Com’è nata la sua passione per l’Aspromonte?
Risale agli anni Ottanta del secolo scorso, quando l’Aspromonte era la montagna più famosa d’Italia, purtroppo a causa dei sequestri. Ma a me, all’epoca giovane studente, si rivelò con cascate, borghi abbandonati, boschi lussureggianti, pastori che parlavano greco e me ne innamorai. Un territorio però sul quale era caduto indistintamente un marchio d’infamia che lo voleva condannare all’emarginazione. In questo contesto nacque la missione che mi diedi: lottare per il suo riscatto sociale e dimostrare che era possibile una via diversa alla militarizzazione. Creando la prospettiva di uno sviluppo sostenibile fatto di giovani guide che accompagnavano i turisti, rifugi, cooperative, sentieri segnati e abitanti dei borghi che offrivano ospitalità nelle case. Iniziative che crearono anche le condizioni per istituire il Parco nazionale dell’Aspromonte. Un progetto all’epoca giudicato folle ma che ormai da oltre un decennio ha dimostrato la sua concretezza.
Noi abbiamo una storia immensa, cosa possiamo ancora aspettarci dalla nostra meravigliosa Terra?

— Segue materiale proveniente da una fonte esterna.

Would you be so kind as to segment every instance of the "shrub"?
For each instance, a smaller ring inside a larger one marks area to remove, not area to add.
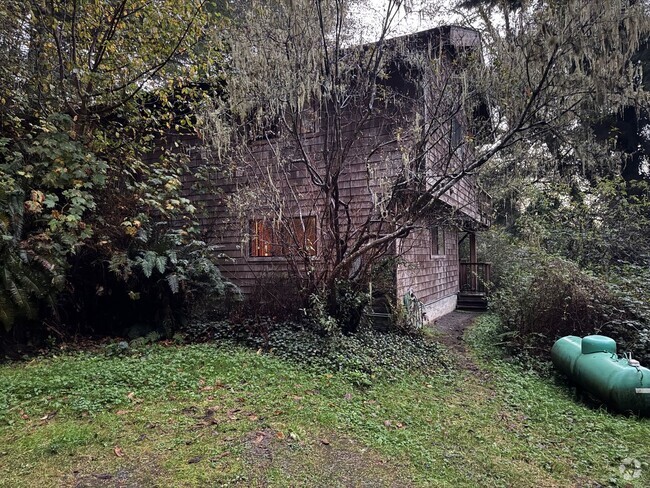
[[[421,335],[380,333],[365,327],[355,334],[324,334],[308,321],[249,319],[240,324],[194,322],[185,331],[190,340],[234,342],[301,364],[342,371],[360,386],[377,377],[432,372],[448,364],[439,345]]]
[[[494,257],[492,311],[516,351],[547,355],[565,335],[601,333],[650,364],[650,270],[638,265],[586,270],[498,231],[485,236]]]

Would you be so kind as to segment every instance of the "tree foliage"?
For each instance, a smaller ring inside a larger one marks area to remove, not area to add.
[[[378,35],[364,39],[348,15],[349,2],[252,2],[248,21],[228,40],[227,98],[205,118],[224,171],[255,175],[239,180],[230,200],[242,218],[265,212],[286,226],[289,215],[318,214],[322,259],[302,256],[296,273],[306,289],[329,289],[329,296],[336,295],[337,280],[369,273],[451,188],[490,161],[506,175],[609,168],[589,123],[647,100],[631,61],[648,33],[644,4],[488,2],[475,18],[482,50],[459,49],[451,62],[388,40],[404,5],[385,6]],[[507,22],[498,22],[494,6],[504,6]],[[391,84],[396,73],[405,73],[404,84],[423,88],[405,96]],[[304,144],[310,113],[321,117],[324,131],[316,152]],[[467,121],[462,137],[451,134],[455,117]],[[360,149],[377,118],[399,157],[373,160],[386,140]],[[271,163],[250,151],[255,139],[266,140]],[[444,141],[454,142],[441,150]],[[552,156],[538,157],[547,153]],[[359,161],[367,168],[369,204],[345,192],[346,175]],[[308,177],[292,182],[290,168]],[[305,195],[311,195],[309,208],[300,203]],[[369,211],[361,208],[366,204]]]
[[[206,0],[8,0],[0,19],[2,263],[42,275],[23,287],[32,298],[64,289],[78,310],[75,288],[103,289],[106,263],[137,248],[139,230],[176,220],[191,231],[186,160],[159,141],[191,130],[220,16]]]

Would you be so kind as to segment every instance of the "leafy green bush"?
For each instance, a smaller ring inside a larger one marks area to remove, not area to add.
[[[547,355],[565,335],[613,337],[650,364],[650,271],[639,265],[589,271],[495,231],[484,236],[496,291],[490,308],[514,350]]]
[[[241,324],[195,322],[185,331],[191,340],[234,342],[301,364],[342,371],[360,385],[376,377],[397,378],[407,371],[432,372],[448,365],[440,346],[422,336],[367,328],[349,335],[322,334],[309,322],[258,319]]]
[[[610,268],[606,278],[617,302],[601,332],[616,338],[620,351],[650,366],[650,268],[621,264]]]

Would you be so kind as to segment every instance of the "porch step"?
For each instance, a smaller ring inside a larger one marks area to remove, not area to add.
[[[474,310],[485,311],[487,310],[487,295],[485,293],[477,292],[460,292],[458,294],[458,302],[456,303],[457,310]]]

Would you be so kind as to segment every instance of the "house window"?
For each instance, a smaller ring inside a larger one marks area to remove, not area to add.
[[[250,221],[250,256],[316,256],[316,217],[293,217],[273,224]]]
[[[463,126],[457,117],[451,119],[451,150],[456,151],[463,143]]]
[[[445,255],[445,230],[442,227],[431,227],[431,255]]]

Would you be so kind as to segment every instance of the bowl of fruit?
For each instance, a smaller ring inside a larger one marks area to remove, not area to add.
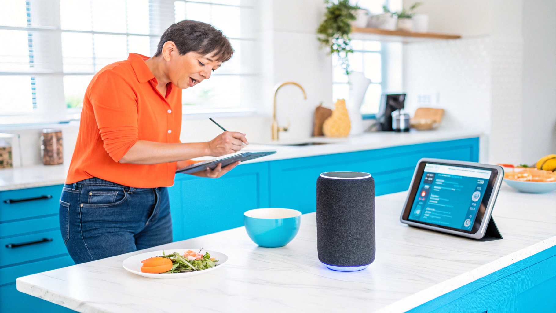
[[[514,189],[529,193],[556,190],[556,155],[543,157],[533,166],[499,165],[504,167],[504,181]]]

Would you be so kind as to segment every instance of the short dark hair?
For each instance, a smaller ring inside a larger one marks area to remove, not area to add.
[[[222,31],[210,24],[185,19],[172,24],[160,37],[155,57],[162,53],[167,41],[176,44],[180,55],[193,51],[201,55],[214,53],[215,61],[226,62],[232,57],[234,49]]]

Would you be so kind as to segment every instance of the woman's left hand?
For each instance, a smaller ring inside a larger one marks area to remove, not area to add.
[[[232,170],[240,163],[240,161],[236,161],[230,165],[222,167],[222,163],[219,163],[216,167],[214,170],[211,170],[210,168],[207,167],[207,169],[202,172],[197,172],[196,173],[192,173],[192,175],[195,175],[196,176],[199,176],[200,177],[210,177],[211,178],[217,178],[224,174],[227,173],[228,172]]]

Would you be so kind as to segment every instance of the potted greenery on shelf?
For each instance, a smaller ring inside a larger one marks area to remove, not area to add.
[[[414,10],[419,6],[423,4],[421,2],[415,2],[409,7],[409,9],[406,10],[405,8],[402,8],[401,11],[397,12],[391,12],[386,6],[383,6],[384,13],[389,13],[398,17],[398,29],[404,32],[413,31],[413,21],[411,18],[415,14]]]
[[[336,53],[342,69],[349,74],[348,54],[353,52],[350,46],[351,38],[351,22],[357,17],[355,13],[360,8],[350,4],[349,0],[325,0],[326,12],[324,20],[319,26],[317,39],[322,47],[330,48],[330,54]]]

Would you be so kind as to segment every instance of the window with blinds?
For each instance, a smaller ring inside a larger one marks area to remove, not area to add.
[[[106,65],[130,52],[150,56],[149,25],[148,0],[60,0],[66,106],[83,105],[93,75]]]
[[[184,113],[252,110],[260,89],[256,5],[255,0],[0,0],[0,123],[78,118],[97,71],[130,52],[152,56],[162,33],[184,19],[222,29],[235,50],[210,80],[184,90]]]
[[[375,114],[378,112],[383,92],[381,44],[380,42],[369,40],[352,40],[353,53],[349,55],[350,70],[360,72],[371,80],[361,106],[363,114]],[[341,68],[336,55],[332,56],[332,97],[337,99],[349,98],[348,76]]]
[[[232,43],[234,56],[210,79],[183,91],[184,112],[209,108],[246,108],[247,93],[256,92],[255,8],[252,1],[208,0],[174,2],[175,21],[192,19],[221,30]],[[243,101],[245,101],[244,102]]]

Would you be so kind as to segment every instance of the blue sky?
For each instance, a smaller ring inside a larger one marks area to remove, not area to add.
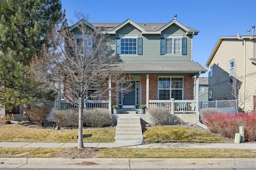
[[[193,61],[203,67],[221,36],[246,35],[256,25],[256,0],[61,0],[66,16],[75,10],[89,22],[180,23],[200,31],[194,37]],[[254,34],[256,34],[256,31]],[[207,69],[206,67],[206,69]],[[208,77],[207,73],[200,77]]]

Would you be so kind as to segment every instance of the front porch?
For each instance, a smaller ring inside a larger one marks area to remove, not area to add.
[[[104,108],[108,109],[110,112],[113,113],[113,110],[109,107],[109,102],[108,100],[90,100],[84,102],[84,108]],[[59,101],[58,109],[72,109],[77,108],[74,103],[68,101],[62,100]],[[117,117],[122,116],[138,116],[148,123],[152,123],[150,120],[149,109],[155,107],[164,107],[167,108],[170,114],[175,114],[185,122],[194,123],[198,122],[199,114],[196,112],[196,102],[195,100],[150,100],[148,107],[146,109],[145,114],[140,114],[138,109],[119,109],[117,114],[112,114],[112,120],[115,122]]]

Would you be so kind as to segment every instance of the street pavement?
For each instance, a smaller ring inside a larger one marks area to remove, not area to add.
[[[0,142],[0,147],[72,147],[77,143]],[[256,152],[256,143],[84,143],[85,147],[101,148],[190,148],[249,149]],[[88,162],[95,164],[78,165]],[[177,169],[196,168],[256,169],[256,158],[0,158],[0,169],[20,168]]]

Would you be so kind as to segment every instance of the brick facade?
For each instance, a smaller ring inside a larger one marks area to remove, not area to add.
[[[156,74],[149,75],[149,99],[157,100],[158,90],[158,75]],[[142,102],[146,103],[146,76],[142,75]],[[194,78],[190,75],[186,74],[184,76],[184,99],[194,99]]]
[[[184,76],[184,99],[194,99],[194,78],[190,75],[185,74]]]

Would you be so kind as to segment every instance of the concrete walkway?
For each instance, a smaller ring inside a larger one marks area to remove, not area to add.
[[[256,143],[84,143],[85,147],[90,148],[226,148],[256,150]],[[77,143],[0,142],[0,147],[68,148],[77,146]]]
[[[0,142],[0,147],[71,147],[77,143]],[[84,143],[86,147],[93,148],[226,148],[249,149],[256,152],[256,144],[215,144],[200,143]],[[83,162],[96,164],[78,165]],[[256,158],[0,158],[0,169],[6,168],[49,169],[150,169],[256,168]]]

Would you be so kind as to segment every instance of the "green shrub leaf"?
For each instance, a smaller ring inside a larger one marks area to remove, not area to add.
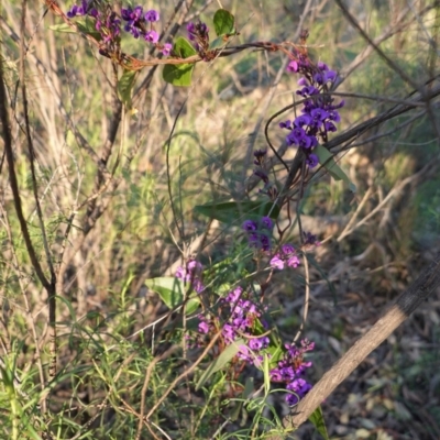
[[[240,350],[240,345],[245,345],[244,339],[238,339],[228,345],[222,353],[205,370],[204,374],[200,376],[199,382],[196,385],[196,391],[200,389],[208,378],[221,370]]]
[[[173,54],[178,58],[189,58],[197,54],[188,40],[179,36],[173,45]],[[188,87],[191,85],[194,64],[166,64],[162,77],[173,86]]]
[[[235,19],[226,9],[219,9],[213,14],[213,29],[217,36],[235,33]]]
[[[324,440],[329,440],[329,433],[327,432],[326,421],[323,419],[322,409],[318,406],[317,409],[311,414],[309,420],[314,424],[315,428],[322,436]]]
[[[169,309],[174,309],[184,302],[186,285],[174,276],[146,279],[145,285],[156,292]],[[191,297],[186,305],[186,314],[195,312],[199,304],[200,299],[197,296]]]

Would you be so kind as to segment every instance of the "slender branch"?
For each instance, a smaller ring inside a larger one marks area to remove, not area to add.
[[[314,410],[340,385],[365,358],[409,318],[420,304],[440,286],[440,253],[420,276],[400,295],[391,309],[358,340],[354,345],[322,376],[309,394],[284,421],[287,428],[299,427]],[[280,439],[273,437],[272,440]]]

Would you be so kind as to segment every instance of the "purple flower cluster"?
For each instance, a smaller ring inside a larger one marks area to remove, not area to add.
[[[319,158],[312,153],[319,143],[319,138],[324,142],[328,140],[329,132],[336,132],[336,123],[340,122],[341,117],[338,109],[343,107],[344,101],[334,105],[334,99],[329,95],[329,85],[337,79],[337,73],[330,70],[327,64],[319,62],[316,66],[302,54],[297,54],[287,66],[288,72],[304,75],[298,80],[301,89],[297,95],[305,98],[301,114],[294,121],[287,120],[279,123],[279,128],[287,129],[287,145],[298,146],[306,154],[306,163],[310,168],[318,165]]]
[[[271,359],[267,352],[271,340],[267,336],[258,336],[256,328],[268,329],[267,322],[262,319],[261,306],[249,299],[242,287],[237,287],[221,299],[227,305],[229,318],[222,326],[221,333],[227,345],[239,339],[245,339],[246,343],[239,346],[237,358],[256,367],[263,363],[263,354]],[[201,334],[208,334],[215,331],[213,320],[198,316],[198,331]],[[258,321],[258,326],[256,326]],[[198,341],[196,338],[195,341]],[[200,346],[200,345],[197,345]],[[311,385],[304,378],[306,371],[312,365],[310,361],[305,361],[305,353],[314,350],[315,343],[302,340],[298,348],[295,343],[284,345],[284,355],[277,362],[276,366],[270,371],[271,382],[283,383],[289,392],[286,402],[289,405],[296,405],[302,398]],[[292,392],[292,393],[290,393]]]
[[[101,0],[81,0],[80,6],[74,4],[67,12],[69,19],[82,15],[88,15],[96,20],[95,28],[99,31],[107,45],[117,43],[121,33],[121,20]],[[163,46],[157,44],[160,35],[153,28],[153,23],[160,21],[160,13],[156,10],[152,9],[144,12],[141,6],[128,7],[121,9],[121,16],[127,22],[123,28],[125,32],[129,32],[135,38],[142,36],[146,42],[155,44],[165,56],[170,54],[173,48],[170,43],[165,43]],[[101,52],[106,54],[106,51]]]
[[[198,52],[205,52],[209,48],[209,29],[198,21],[197,23],[189,22],[186,25],[188,40],[190,40]]]
[[[249,245],[264,252],[271,251],[270,232],[273,227],[274,223],[268,217],[263,217],[258,222],[246,220],[242,224],[242,229],[248,233]]]
[[[121,16],[127,21],[124,31],[131,33],[135,38],[142,36],[145,41],[156,44],[158,42],[158,33],[154,29],[147,30],[147,23],[154,23],[160,20],[160,14],[156,10],[143,12],[141,6],[134,8],[122,8]]]
[[[201,272],[204,266],[201,263],[194,258],[186,262],[185,267],[179,266],[176,272],[176,278],[182,279],[184,283],[191,283],[193,288],[198,294],[205,289],[201,282]]]
[[[283,271],[286,266],[296,268],[300,264],[296,250],[292,244],[283,244],[279,252],[277,252],[270,262],[272,267]]]
[[[223,302],[227,302],[230,307],[230,318],[222,328],[222,336],[227,344],[239,338],[249,337],[248,344],[240,345],[237,355],[243,361],[258,363],[263,358],[255,353],[266,349],[270,339],[267,337],[258,338],[253,336],[255,320],[261,318],[262,312],[255,302],[244,296],[243,289],[237,287],[223,299]],[[267,327],[264,320],[260,319],[260,322],[262,322],[263,327]]]
[[[69,19],[73,19],[74,16],[82,16],[82,15],[91,15],[96,16],[98,14],[98,11],[91,7],[94,3],[94,0],[81,0],[81,4],[78,7],[77,4],[74,4],[68,11],[67,11],[67,16]]]
[[[286,348],[284,358],[278,362],[278,366],[270,372],[271,381],[286,384],[286,388],[293,392],[286,396],[286,402],[289,405],[296,405],[311,389],[311,385],[304,375],[312,363],[305,362],[304,355],[315,349],[315,342],[305,339],[299,348],[295,343],[284,346]]]
[[[95,28],[100,32],[105,43],[114,42],[121,33],[121,20],[116,12],[110,12],[107,16],[97,13]]]

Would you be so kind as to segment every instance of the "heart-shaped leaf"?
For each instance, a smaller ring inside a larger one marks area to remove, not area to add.
[[[196,385],[196,391],[200,389],[208,378],[221,370],[240,350],[240,345],[245,345],[244,339],[238,339],[228,345],[222,353],[205,370]]]
[[[219,9],[213,14],[213,29],[217,36],[235,33],[235,19],[226,9]]]

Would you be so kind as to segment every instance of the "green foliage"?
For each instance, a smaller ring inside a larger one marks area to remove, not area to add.
[[[329,440],[329,435],[326,428],[326,421],[323,419],[323,414],[320,406],[317,409],[315,409],[315,411],[309,417],[309,420],[314,424],[315,428],[322,436],[322,438],[324,440]]]
[[[219,9],[213,14],[213,29],[217,36],[230,35],[235,32],[235,19],[226,9]]]
[[[156,292],[161,299],[167,305],[169,309],[175,309],[182,306],[185,299],[185,293],[188,290],[189,285],[176,277],[162,277],[145,280],[145,285],[152,290]],[[186,314],[193,314],[199,307],[200,299],[193,294],[186,306]]]
[[[238,339],[235,341],[232,341],[230,345],[228,345],[221,354],[216,358],[211,364],[208,366],[208,369],[205,370],[205,372],[201,374],[199,381],[197,382],[196,389],[200,389],[206,381],[212,374],[217,373],[221,369],[223,369],[231,360],[237,355],[237,353],[240,351],[240,345],[245,344],[244,339]]]

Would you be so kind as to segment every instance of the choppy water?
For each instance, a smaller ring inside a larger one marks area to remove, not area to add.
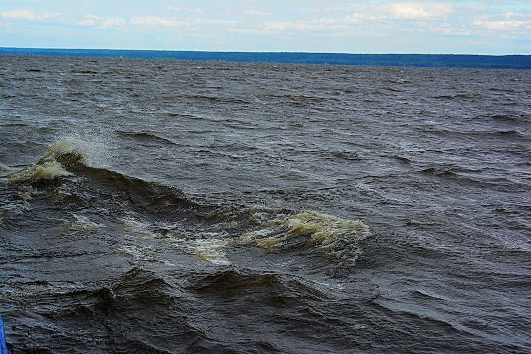
[[[529,352],[527,71],[0,57],[13,352]]]

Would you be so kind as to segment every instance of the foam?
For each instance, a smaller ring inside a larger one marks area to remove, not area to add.
[[[263,214],[257,219],[263,220]],[[311,211],[292,215],[279,214],[262,222],[259,228],[244,234],[238,241],[253,242],[258,247],[274,252],[297,232],[307,237],[309,243],[315,245],[327,258],[341,261],[354,261],[361,252],[357,244],[371,235],[369,228],[359,220]]]
[[[42,160],[42,159],[41,159]],[[7,184],[35,183],[41,179],[53,179],[57,176],[71,176],[63,165],[55,160],[40,161],[4,178]]]
[[[229,243],[227,239],[201,238],[193,240],[191,246],[200,261],[223,265],[230,264],[224,251]]]

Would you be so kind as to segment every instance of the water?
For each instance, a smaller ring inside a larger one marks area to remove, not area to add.
[[[529,352],[530,81],[0,57],[8,346]]]

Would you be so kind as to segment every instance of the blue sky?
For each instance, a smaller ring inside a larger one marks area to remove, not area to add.
[[[0,47],[531,54],[531,1],[3,0]]]

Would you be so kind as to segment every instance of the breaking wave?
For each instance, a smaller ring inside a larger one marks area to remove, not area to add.
[[[371,235],[361,221],[315,211],[200,204],[177,188],[92,167],[93,148],[79,139],[60,140],[36,163],[3,182],[47,190],[70,214],[58,219],[63,232],[118,225],[124,235],[161,240],[213,264],[230,264],[227,252],[234,247],[267,254],[305,245],[327,261],[350,265],[361,253],[358,243]],[[30,208],[28,197],[20,199]],[[96,214],[84,215],[89,209]]]

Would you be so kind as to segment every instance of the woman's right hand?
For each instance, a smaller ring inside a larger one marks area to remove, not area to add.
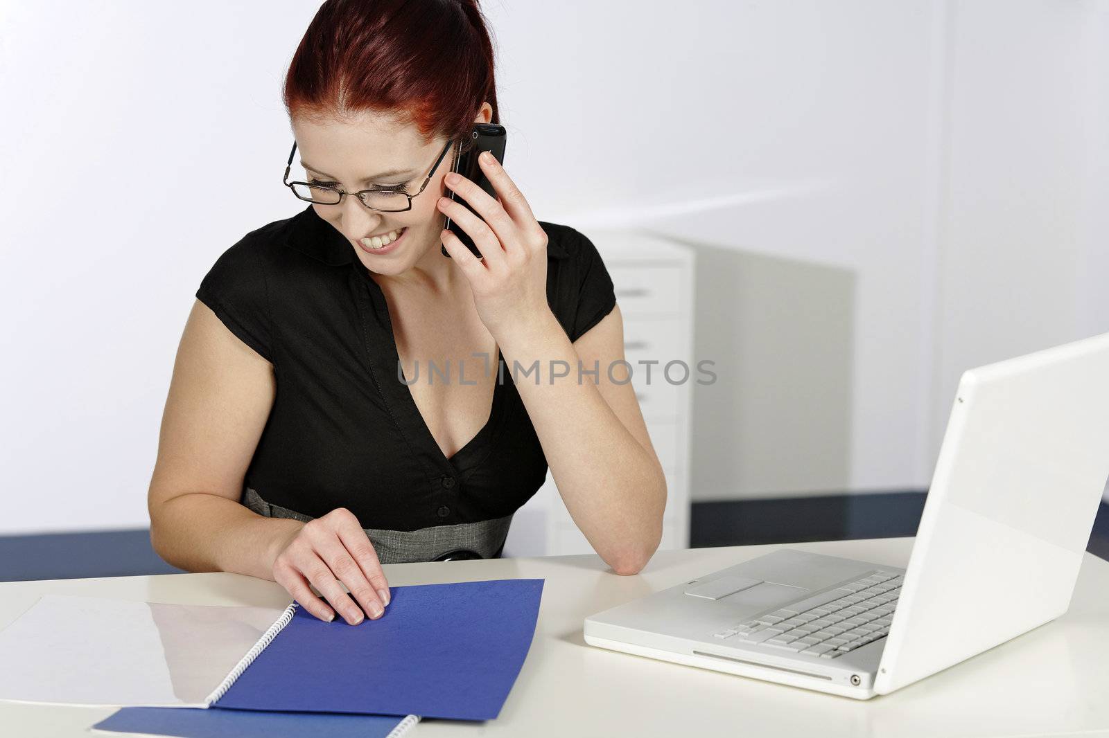
[[[303,523],[292,534],[283,532],[276,550],[274,581],[322,621],[333,621],[338,612],[347,623],[358,625],[363,612],[376,619],[389,604],[389,583],[377,552],[358,519],[345,508]],[[313,594],[309,583],[327,603]]]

Solo negli ultimi decenni si è visto un interesse degli studiosi rivolto alle aree interne e in particolare all’Aspromonte. Finalmente zoologi, botanici, sociologi, archeologi e ricercatori in genere se ne stanno occupando rivelando aspetti sinora sconosciuti. Spero questa attenzione si ampli alle tante branche della scienza e la ricerca istituzionale affianchi e supporti i pochi appassionati locali. in tal caso avremo ancora tante scoperte.